Graham & Dodd Farmland™ Fund LLC
US farmland is a $2.4T asset class that has outperformed the SP500 with notably less volatility since 1970 while exhibiting little or no correlation to most asset classes. Despite these attractive investment characteristics, traditional institutions (e.g. pension plan sponsors, endowments, foundations, etc.) own less than 1% of all farmland in the U.S. The largest holders are family farmers and related entities, religious institutions and insurance portfolios. The Graham & Dodd Farmland™ Fund I, LP (the “Fund”) offers investors access to this non-correlated, low volatility and under-penetrated asset class through a farmland roll-up strategy designed to improve row crop (soybean and corn) farms, make them more productive by employing modern farming methods and equipment and improve their value. US farmland offers investors the opportunity to benefit from demographic megatrends such as emerging market population growth and increased consumption of protein per capita while the supply of high quality farmland continues to dwindle.
We believe that to generate attractive returns in farmland, you must add value in each step of the investment process – acquisition, improvement, management and divestiture. The Fund’s investment manager, Graham & Dodd Farmland™ Fund (the “Firm”) looks for underperforming farmland that can be improved with the right combination of capital and expertise. The members of the Fund’s general partner and Board of Advisors include several large scale, commercial farm operators and the Firm has contracted Busey Ag Services (managers over $1 billion in corn and soybean farmland currently), an experienced team of farmland managers who can help evaluate and execute the acquisition and improvement opportunities available in farmland.
The US Corn Belt is the some of the most productive land in the world for corn and soybeans. Farming today is a sophisticated industry using advanced land management, land science and agricultural high technology. However, many small farmers are not able to capitalize on these advancements due to the capital intensity of new equipment and land management techniques. Farming has become a business of scale and requires substantial capital and expertise.
Unlike most of the world (Europe and Latin America), US corn and soybean farming is no longer a heavily government subsidized business and large scale farms in the U.S. can operate profitably without subsidy. New methods, equipment and seed help US farmers feed the world’s growing appetite for grain and protein. The Graham & Dodd Farmland Fund LLC’s professional farm managers will cash lease the Fund’s farmland to top-tier commercial farmers who use the latest farming technology and equipment to generate superior crop yields and improve the value of the Fund’s farmland holdings.

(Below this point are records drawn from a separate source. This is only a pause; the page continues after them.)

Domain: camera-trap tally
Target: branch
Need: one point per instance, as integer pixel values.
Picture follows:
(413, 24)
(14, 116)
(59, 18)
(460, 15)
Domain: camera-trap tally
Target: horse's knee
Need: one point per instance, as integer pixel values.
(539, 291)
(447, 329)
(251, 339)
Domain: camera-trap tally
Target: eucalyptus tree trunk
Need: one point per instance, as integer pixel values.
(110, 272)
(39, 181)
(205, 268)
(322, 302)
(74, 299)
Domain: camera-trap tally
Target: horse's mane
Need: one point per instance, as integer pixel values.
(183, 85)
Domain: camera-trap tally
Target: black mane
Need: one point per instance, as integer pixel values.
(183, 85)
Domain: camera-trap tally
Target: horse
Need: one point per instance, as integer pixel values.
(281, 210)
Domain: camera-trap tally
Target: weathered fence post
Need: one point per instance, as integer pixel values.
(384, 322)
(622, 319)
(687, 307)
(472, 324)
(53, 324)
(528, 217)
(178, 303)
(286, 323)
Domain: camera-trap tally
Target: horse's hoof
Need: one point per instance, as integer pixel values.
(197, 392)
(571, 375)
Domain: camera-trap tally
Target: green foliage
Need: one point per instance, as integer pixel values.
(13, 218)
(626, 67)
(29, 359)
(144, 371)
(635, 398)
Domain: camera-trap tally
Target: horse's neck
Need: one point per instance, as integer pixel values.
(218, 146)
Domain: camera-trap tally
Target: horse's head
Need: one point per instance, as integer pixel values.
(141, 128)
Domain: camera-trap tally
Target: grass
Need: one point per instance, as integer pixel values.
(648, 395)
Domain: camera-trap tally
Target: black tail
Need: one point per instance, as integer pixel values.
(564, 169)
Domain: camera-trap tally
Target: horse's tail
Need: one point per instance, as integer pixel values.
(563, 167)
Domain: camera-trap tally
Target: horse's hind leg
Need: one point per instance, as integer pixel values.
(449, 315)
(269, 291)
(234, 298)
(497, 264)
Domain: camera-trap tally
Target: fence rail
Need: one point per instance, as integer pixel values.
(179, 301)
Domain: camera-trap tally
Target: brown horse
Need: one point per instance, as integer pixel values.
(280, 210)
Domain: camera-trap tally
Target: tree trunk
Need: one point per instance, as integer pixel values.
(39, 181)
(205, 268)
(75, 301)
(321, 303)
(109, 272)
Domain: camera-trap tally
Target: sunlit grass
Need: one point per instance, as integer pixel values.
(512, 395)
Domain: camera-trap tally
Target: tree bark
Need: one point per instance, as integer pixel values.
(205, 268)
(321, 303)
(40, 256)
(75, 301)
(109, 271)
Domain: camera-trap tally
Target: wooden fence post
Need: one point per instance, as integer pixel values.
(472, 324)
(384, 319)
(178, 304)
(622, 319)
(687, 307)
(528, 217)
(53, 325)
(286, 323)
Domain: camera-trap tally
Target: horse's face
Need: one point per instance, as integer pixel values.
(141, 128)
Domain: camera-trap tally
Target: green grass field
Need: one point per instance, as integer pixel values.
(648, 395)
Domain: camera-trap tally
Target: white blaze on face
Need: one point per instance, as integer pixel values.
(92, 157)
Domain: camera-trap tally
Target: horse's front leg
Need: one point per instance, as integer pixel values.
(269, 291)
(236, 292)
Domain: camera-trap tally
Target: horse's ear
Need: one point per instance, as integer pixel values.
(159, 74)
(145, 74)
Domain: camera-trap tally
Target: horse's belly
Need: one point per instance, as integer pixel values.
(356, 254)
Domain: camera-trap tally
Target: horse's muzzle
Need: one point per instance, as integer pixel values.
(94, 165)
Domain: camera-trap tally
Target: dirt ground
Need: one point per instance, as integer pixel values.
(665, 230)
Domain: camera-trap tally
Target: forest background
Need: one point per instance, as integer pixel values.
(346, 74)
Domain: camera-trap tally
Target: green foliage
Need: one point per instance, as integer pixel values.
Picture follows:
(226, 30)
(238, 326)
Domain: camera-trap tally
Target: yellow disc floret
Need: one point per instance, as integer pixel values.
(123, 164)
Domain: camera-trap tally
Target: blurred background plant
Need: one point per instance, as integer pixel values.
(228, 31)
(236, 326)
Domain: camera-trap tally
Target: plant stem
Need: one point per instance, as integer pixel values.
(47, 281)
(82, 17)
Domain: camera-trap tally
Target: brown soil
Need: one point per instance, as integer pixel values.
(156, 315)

Farming is a cyclical industry but by owning and cash leasing its farmland to experienced commercial farmers, the Fund can generate lease income and insulate itself from annual crop price volatility. The Fund will distribute its cash income to limited partners while improving the performance, lease rates and disposition value of the portfolio properties. Farmland can play an important role in institutional, individual and family office portfolios. The Fund seeks to provide investors with current income, capital appreciation and limited crop risk with low historical volatility and correlation to traditional financial asset classes.